CRE market is struggling

Everything, Everywhere, All at Once

The CRE market is struggling, everywhere. Europe’s economy grows at a snail’s pace, as cap rates, financing rates led the levered CRE Fund manager into a trap. Ditto in the U.S. despite strong service employment and GDP growth. China is a disaster, hugely overbuilt, with a nasty deflationary cycle that just began.  

For CRE Fund managers, it was dammed in you do (the deal) and dammed if you don’t (you’re not a player if you pass on everything when cap rates were on the moon).  Valuations have declined, and the vicious cycle is underway where lower prices beget lower prices. Banks, the biggest lender to CRE were the willing enabler, lending into bubble valuations. Large European banks look like large U.S. banks with ~10% CRE exposure to CRE (bar chart below), however there are a handful of regional banks in Europe with excessive exposure, very similar to the regional/small banks in the U.S. Chinese banks are alarming, sitting on too many toxic assets. In the U.S. and Europe, private capital is willing to step up and provide capital solutions or proposal to buy NPLs, but in China there is a big red warning sign that everyone can see by now: lack of legal rights. TOXIC, too hot to handle unless you like to get burned (Evergrande), since foreign capital has no legal rights to enforce foreclosure and take possession of the property.  

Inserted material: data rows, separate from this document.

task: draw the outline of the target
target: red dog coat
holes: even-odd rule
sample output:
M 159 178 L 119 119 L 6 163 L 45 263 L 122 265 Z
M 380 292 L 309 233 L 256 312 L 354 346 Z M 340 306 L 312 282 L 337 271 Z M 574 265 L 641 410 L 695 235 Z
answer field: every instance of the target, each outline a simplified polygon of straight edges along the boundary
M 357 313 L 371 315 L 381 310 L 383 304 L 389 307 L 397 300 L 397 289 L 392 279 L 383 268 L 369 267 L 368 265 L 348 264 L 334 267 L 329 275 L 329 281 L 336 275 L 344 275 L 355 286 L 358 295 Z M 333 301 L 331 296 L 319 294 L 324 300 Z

Bloomberg reported that the largest Canadian pension plan flipped the keys on its Park Avenue (NYC) office tower for $1 to its JV partners. Purchased for $300M, the owners put in an additional $100M for major renovation plus $15M in debt service to support this property that is 75% vacant. Carrying costs with $200M debt is painful for many owners that are now upside-down. The story of 360 Park Avenue (South), higher vacancy, lower valuations, high financing costs is a story that is Everywhere, Everything, All at Once.  

In the Golden Era of Credit, those with too much debt may feel the pinch, but lenders are earning an attractive rate of return.

Smart money with deep pockets deploys when a market is distressed.